Testing the role of spatial structure in ecology and evolution

  • Webb, Steven (Principal Investigator)

Project: Research

Project Details


Individuals tend to interact more with individuals that are close to them or in their social group. Similarly in diseases that are spread by contact, infected individuals are more likely to contact other individuals that are close by or in their social group. The disease therefore spreads spatially through the population. There has been a number of computer models that show that this spatial spread can have a major effect on the disease dynamics. Recent work has shown that this spatial structure can also have important implications to the evolution of parasites. If they spread locally, they are selected for lower transmission and virulence. It is very difficult to test this sort of theory, but we have developed an insect virus system in which we can manipulate how locally the hosts move. Our recent work using this system has confirmed the predictions of the model of the effect of space on transmission; it was lower in a more viscose population. We now want to examine the role of spatial structure on the coevolution of the host in addition to the parasite. As such we propose to build computer models and use some mathematical approximation techniques to predict the effect of local infection on host resistance. We will then test this using our insect virus system. This mixture of theory and ecological experimentation will give us a much clearer idea of the implications of different degrees of local interactions on the evolution of disease causing organisms. Given that anthropological changes are altering the mixing patterns within many populations, it is important that we understand what the implications are to wildlife and human disease.

Key findings

"Our work emphasizes the importance of spatial structure to parasite evolution. This spatial evolutionary theory is important because it predicts how different pathogens may respond to changes in patterns of mixing.

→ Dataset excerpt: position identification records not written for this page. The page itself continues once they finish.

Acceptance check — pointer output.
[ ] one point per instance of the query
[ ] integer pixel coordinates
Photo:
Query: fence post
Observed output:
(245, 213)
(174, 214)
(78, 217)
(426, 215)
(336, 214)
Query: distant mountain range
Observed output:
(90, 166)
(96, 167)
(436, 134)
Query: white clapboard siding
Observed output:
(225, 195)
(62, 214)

We highlight the importance of landscape heterogeneity and the proximity and size of adjacent habitats when predicting disease risk in a particular location. In addition, our analysis could be useful for other pathogen systems with generalist vectors and may inform policy on possible disease management strategies that incorporate host movements.

Our work also emphasises that local processes are essential in determining parasite-driven extinctions, and the role of parasites in the extinction of rare species may have been underplayed due to the classic assumption of global density-dependent transmission."